In-vitro effects of hyperglycemia on survival of neuroblastoma (SHSY) cells
© BioMed Central Ltd 2006
Published: 21 March 2006
It has long been known that chronic hyperglycemia results in severe neurological sequellae. Tight-regulated glycemia has recently proven to ameliorate intensive care outcome and to prevent polyneuropathy. However, direct toxicity of glucose on neurons is hardly investigated
Cultured neuroblastoma cells (with stauroporine for differentiation) were incubated with different amounts of glucose, starting from a concentration of 30 mM. Cultures were pretreated with placebo, nerve growth factor (NGF) or insulin-like growth factor-I (IGF-I). Survival was measured by the luminescent cell viability assay and the mitochondrial membrane potential (MMP) was measured using JC-1 fluoroscopy.

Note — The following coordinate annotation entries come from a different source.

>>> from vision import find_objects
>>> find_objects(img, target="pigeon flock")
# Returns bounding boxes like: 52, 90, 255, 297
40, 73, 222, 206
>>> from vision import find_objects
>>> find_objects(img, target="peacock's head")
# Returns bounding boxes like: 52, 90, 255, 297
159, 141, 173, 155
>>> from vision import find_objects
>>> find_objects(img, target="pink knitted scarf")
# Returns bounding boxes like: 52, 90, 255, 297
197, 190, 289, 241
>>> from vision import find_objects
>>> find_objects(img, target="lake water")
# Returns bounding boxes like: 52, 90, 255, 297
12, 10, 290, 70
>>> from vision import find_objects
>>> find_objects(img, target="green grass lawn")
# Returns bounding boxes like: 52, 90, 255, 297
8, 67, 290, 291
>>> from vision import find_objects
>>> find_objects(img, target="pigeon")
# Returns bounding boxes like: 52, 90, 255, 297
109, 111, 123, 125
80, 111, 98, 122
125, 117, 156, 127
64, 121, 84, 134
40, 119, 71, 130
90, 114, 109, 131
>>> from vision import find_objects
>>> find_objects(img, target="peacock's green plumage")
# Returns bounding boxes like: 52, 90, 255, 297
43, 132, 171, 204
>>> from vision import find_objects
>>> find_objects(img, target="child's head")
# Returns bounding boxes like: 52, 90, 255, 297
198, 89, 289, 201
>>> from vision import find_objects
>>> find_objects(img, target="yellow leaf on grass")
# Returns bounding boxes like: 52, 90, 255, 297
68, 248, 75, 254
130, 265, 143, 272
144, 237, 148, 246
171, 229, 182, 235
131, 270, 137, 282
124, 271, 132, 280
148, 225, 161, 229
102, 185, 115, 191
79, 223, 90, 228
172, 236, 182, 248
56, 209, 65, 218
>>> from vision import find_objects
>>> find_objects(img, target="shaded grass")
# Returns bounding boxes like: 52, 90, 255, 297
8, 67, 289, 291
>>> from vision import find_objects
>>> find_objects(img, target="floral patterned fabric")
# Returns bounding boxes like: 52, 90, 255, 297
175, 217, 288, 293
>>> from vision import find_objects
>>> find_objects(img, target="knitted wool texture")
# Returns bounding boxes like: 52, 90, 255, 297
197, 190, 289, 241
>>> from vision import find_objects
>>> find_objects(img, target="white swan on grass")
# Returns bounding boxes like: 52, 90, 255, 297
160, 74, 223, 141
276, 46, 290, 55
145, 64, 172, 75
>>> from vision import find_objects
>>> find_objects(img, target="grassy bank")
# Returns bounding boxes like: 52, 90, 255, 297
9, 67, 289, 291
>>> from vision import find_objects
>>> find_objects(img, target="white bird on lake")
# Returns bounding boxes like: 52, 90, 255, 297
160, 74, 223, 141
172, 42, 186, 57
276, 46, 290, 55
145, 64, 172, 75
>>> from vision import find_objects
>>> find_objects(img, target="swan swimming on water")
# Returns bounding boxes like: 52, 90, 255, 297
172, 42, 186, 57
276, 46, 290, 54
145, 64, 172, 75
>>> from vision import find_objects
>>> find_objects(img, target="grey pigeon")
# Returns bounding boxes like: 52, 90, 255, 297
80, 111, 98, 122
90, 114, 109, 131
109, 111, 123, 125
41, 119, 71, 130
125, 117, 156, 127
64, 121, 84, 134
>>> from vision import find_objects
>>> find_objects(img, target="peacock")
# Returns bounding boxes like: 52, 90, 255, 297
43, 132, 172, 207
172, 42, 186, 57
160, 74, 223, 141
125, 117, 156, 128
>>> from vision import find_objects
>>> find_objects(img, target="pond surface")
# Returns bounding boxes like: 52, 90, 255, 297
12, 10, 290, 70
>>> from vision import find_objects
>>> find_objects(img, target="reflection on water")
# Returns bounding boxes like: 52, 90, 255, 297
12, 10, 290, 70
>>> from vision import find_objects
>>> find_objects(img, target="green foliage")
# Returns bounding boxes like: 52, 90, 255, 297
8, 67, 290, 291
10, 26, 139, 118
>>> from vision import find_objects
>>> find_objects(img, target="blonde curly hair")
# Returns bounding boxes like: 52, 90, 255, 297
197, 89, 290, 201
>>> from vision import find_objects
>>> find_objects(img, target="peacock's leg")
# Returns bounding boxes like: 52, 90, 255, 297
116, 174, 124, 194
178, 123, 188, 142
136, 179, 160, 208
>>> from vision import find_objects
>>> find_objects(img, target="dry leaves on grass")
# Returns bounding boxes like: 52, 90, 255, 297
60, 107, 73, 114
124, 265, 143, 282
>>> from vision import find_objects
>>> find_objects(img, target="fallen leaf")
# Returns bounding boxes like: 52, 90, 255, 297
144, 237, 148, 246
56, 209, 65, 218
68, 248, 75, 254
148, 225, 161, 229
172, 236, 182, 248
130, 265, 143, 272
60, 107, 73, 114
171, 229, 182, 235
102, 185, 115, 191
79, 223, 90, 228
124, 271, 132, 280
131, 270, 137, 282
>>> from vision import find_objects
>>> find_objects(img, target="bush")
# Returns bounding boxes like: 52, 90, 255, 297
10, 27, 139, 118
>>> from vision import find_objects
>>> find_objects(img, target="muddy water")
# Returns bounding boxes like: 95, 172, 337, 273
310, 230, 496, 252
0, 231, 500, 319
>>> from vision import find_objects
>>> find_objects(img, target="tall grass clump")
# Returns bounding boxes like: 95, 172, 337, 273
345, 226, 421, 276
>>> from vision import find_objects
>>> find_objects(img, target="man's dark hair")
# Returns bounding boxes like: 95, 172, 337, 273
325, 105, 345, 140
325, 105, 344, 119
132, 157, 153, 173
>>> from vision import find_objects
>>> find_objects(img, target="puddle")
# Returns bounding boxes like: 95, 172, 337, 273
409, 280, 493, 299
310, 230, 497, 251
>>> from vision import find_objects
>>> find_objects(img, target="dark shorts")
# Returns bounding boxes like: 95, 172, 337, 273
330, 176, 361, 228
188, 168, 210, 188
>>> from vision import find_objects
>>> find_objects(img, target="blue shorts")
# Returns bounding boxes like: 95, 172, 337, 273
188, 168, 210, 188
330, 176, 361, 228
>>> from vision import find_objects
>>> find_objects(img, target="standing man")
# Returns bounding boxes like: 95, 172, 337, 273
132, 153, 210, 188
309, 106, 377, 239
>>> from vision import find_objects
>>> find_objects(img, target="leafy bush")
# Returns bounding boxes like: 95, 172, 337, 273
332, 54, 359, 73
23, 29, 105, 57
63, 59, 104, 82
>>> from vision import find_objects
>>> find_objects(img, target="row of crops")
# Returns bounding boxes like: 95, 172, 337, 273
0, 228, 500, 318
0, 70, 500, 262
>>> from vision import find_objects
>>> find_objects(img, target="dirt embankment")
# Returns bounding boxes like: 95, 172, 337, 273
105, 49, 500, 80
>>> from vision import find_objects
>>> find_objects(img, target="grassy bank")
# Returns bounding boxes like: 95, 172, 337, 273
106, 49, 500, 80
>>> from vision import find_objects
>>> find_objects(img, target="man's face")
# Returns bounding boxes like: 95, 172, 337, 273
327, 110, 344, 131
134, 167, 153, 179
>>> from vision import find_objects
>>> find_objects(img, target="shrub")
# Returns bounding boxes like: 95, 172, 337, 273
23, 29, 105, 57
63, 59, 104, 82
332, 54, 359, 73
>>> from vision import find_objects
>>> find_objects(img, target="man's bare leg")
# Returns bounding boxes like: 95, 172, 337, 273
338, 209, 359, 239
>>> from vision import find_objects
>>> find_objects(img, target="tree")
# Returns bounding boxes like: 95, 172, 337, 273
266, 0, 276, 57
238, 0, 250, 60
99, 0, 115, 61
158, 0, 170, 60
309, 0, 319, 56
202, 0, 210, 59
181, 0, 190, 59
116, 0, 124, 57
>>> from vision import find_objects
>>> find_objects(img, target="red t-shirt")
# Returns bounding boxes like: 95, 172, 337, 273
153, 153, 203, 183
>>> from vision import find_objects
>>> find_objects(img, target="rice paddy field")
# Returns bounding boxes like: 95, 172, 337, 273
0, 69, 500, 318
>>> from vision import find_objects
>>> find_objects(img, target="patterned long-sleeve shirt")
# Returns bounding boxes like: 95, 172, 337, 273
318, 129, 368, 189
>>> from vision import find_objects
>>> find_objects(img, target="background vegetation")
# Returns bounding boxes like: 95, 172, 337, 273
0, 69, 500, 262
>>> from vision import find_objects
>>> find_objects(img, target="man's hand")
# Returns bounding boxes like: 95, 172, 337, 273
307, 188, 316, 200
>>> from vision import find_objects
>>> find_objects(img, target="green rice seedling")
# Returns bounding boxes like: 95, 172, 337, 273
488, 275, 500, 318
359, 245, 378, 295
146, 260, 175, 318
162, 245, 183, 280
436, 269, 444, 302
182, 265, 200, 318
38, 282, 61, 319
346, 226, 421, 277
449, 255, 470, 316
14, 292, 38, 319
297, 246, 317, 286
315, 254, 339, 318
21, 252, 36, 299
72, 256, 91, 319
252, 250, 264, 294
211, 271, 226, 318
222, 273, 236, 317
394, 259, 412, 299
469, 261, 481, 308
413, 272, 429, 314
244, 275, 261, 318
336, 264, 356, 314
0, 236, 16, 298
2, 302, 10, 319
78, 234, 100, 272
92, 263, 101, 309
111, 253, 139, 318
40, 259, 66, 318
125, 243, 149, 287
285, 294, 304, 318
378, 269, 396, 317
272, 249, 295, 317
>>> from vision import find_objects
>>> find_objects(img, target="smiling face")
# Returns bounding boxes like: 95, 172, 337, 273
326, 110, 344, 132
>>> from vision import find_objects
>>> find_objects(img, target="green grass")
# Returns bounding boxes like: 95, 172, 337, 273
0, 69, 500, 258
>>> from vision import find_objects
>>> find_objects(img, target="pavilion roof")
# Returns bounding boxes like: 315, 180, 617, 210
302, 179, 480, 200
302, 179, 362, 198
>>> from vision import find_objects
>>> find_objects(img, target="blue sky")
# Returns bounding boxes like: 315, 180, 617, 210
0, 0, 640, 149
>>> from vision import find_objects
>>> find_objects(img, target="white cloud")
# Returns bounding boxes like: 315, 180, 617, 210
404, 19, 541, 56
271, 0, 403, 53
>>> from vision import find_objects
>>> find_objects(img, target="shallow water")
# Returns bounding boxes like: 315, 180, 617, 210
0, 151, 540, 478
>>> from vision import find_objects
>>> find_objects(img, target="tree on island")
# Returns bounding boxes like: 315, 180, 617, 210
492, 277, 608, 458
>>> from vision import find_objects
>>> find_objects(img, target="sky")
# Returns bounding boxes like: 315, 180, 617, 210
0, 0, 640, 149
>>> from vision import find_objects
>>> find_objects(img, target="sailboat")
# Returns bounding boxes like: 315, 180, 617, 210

Differentiated SHSY cells died in 150 mM glucose over the 3-day period measured. Doses of mannitol to obtain comparable osmolality with the different glucose concentrations used resulted in a significant lower cellular mortality. MMP started to decrease at day 1 from 125 mM glucose. Cellular survival, measured at 1–3 days, was positively influenced by adding IGF-I (0.01–100 ng/ml) to the 200 and 300 mM glucose medium. NGF (same doses) also improved survival but was less potent, especially in the higher ranges of glucose. NGF, but not IGF-I, attenuated the MMP decrease elicited by high glucose concentrations.
Neuroblastoma cell death is dose-dependently influenced by increasing doses of glucose. The decreased cellular production of ATP, as measured by MMP, possibly participates in cell death. Neuronal growth factors were able to improve cell survival, but their effects on MMP differ. The clinical relevance of these findings needs further investigation.